Emissions have continued to decrease even as our economy has increased more than 150 percent. Since 1970, the aggregate total emissions for the six pollutants [Carbon Monoxide (CO), Nitrogen Oxides (NOx), Sulfur Dioxide (SO2), Particulate Matter (PM), Volatile Organic Compounds (VOCs) and Lead (Pb)] have been cut from 301.5 million tons per year to 147.8 million tons per year, a decrease of 51 percent. Total 2003 emissions were down 12 million tons since 2000, a 7.8 percent reduction. (See summary table at: http://www.epa.gov/airtrends/econ-emissions.html ).
And, over the last decade:
- Ambient SO2 and sulfate levels are down more than 40 percent and 30 percent, respectively, in the eastern U.S.
- Wet sulfate deposition, which acidifies sensitive lakes, streams and forest soils, has decreased 39 percent in the northeastern U.S. and 17 percent in the southeastern U.S. (See Figure 3)
- Some modest reductions in inorganic nitrogen deposition and wet nitrate concentrations have occurred in the Northeast and Mid-Atlantic regions, but other areas have not shown much improvement.
- Signs of recovery in acidified lakes and streams are evident in the Adirondacks, the northern Appalachian Plateau, and the upper Midwest. These signs include lower concentrations of sulfates, nitrates, and improvements in acid neutralizing capacity. Response of surface water chemistry to the Clean Air Act Amendments of 1990.
Why is all this evidence of lower emissions being ignored completely by the environmentalists? They could say something like “Things are getting better, but we’ve got a lot more to do.” But NooooOOOOOooo! All we hear is:
The Bush Presidency has been the most anti-environmental in the modern era. In partnership with a compliant Congress, it is busily dismantling the framework of environmental laws, standards, and enforcement that is the foundation for environmental protection and preservation in the United States.
George W. Bush will go down as America’s worst environmental president,” writes Robert F. Kennedy, Jr., senior attorney for the Natural Resources Defense Council, and one of the nation’s top environmentalists, in Rolling Stone (12/11/03). Al Gore, in a recent speech, claims of the President’s environmental approach, “The Bush administration chooses special interests over the public interest, ignoring scientific evidence in favor of policies its contributors demand.” Is the President putting the environment at risk? Unfortunately, the record speaks for itself.
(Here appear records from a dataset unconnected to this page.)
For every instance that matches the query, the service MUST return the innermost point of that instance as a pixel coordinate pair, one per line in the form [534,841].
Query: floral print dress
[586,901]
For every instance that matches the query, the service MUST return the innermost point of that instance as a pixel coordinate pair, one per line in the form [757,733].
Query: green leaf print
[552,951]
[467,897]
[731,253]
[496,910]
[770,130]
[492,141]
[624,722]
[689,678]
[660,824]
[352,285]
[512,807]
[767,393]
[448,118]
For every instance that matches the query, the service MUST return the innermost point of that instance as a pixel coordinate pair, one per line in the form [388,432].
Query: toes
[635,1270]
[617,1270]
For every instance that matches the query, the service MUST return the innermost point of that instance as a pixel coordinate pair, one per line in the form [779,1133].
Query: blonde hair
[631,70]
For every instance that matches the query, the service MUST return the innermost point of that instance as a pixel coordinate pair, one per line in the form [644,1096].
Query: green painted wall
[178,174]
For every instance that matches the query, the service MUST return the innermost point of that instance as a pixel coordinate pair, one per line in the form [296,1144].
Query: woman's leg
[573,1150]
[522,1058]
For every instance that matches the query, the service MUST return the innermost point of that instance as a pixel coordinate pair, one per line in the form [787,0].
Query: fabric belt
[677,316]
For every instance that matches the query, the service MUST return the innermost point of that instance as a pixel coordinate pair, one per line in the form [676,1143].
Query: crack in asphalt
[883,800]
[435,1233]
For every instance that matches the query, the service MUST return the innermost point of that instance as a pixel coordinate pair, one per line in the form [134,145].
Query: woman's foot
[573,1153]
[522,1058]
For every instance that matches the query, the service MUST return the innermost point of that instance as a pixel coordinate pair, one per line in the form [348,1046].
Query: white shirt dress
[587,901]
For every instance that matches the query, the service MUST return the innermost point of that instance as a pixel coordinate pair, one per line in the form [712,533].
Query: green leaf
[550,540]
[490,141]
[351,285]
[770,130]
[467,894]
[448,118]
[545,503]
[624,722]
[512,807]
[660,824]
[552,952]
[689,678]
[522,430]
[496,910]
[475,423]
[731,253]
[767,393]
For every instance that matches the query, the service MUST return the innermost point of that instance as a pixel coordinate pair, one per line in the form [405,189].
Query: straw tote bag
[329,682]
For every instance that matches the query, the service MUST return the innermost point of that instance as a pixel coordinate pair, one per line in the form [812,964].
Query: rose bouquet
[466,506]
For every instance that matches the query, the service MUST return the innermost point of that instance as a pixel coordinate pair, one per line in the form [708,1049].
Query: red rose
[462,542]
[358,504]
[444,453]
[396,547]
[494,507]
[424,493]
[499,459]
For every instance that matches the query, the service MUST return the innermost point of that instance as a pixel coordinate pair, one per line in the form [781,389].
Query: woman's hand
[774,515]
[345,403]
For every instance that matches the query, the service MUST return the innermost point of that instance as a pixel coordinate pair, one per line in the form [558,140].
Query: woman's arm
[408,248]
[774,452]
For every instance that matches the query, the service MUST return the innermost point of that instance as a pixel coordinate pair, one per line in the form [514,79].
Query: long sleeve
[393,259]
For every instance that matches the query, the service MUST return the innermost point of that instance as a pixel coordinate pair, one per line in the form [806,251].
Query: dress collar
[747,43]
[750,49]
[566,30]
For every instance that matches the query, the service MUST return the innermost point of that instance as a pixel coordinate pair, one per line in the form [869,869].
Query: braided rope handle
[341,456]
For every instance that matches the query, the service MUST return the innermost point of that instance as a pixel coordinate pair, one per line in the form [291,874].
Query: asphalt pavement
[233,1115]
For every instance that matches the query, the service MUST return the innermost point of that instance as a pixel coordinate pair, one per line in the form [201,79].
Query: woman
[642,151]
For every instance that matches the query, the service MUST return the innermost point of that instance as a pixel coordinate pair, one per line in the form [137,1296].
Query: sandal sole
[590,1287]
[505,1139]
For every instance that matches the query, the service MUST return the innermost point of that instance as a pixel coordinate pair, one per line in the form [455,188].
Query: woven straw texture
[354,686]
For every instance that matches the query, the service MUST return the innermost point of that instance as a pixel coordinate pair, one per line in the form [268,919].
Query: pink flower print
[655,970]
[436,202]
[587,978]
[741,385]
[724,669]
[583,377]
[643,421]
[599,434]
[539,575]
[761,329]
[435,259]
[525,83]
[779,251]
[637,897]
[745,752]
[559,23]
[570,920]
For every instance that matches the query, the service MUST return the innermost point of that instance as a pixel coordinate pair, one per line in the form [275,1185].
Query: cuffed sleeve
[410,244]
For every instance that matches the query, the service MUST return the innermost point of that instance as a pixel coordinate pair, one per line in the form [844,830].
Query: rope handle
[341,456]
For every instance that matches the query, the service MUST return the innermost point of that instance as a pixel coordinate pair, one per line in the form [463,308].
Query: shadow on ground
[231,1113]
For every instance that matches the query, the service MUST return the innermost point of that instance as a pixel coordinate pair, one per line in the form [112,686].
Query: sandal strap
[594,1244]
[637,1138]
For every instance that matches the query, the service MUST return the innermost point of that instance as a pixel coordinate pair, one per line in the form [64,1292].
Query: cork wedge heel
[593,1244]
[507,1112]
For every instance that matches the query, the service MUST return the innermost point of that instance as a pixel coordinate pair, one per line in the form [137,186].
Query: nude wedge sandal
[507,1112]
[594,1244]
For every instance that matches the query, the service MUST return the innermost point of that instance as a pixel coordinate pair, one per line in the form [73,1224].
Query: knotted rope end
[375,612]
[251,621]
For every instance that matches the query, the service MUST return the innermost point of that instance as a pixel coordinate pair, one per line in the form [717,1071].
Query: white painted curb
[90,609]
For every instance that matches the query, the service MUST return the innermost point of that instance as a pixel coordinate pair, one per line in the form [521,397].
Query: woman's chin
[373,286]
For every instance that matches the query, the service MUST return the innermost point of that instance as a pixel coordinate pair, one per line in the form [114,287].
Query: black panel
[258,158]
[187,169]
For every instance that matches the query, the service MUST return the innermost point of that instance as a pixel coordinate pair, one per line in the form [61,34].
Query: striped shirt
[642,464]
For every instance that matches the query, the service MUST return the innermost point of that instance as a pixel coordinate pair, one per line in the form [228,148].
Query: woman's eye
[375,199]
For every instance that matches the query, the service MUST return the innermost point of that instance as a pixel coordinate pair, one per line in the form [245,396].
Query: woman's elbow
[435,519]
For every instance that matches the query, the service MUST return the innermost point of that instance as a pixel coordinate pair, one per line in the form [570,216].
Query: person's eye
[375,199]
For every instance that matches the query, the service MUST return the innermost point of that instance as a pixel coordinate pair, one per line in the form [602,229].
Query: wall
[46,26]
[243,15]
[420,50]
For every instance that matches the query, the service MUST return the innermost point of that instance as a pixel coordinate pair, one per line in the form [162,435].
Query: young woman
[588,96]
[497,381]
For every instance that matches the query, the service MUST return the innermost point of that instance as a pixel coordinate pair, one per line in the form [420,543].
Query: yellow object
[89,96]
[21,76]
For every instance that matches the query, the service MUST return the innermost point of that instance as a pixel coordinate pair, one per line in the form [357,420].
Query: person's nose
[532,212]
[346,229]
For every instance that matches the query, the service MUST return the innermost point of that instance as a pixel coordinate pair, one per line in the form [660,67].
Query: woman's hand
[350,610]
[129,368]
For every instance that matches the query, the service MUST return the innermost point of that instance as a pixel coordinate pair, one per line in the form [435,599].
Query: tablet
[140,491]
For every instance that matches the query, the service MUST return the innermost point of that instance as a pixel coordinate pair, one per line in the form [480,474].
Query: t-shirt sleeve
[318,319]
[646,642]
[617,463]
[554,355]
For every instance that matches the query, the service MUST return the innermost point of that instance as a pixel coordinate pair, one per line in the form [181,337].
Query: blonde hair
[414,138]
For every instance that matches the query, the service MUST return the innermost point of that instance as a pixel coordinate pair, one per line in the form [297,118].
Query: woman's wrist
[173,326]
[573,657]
This doesn’t really endear their efforts to people like me. I have suffered the consequences of environmental activists run amok. So yeah, I’m biased. After Bush “rolled back” the environmental policy allowing clear-cutting in the national forests, the fires stopped. The forests are healthy again, and you can see the difference very easily almost any day you look out the window.
The environmentalist whackos need an attitude adjustment if they want to get anything done. I live in the forest, I love the forest, the forest is a part of my psyche. And, I’ll do everything I can to protect it from the environmentalists.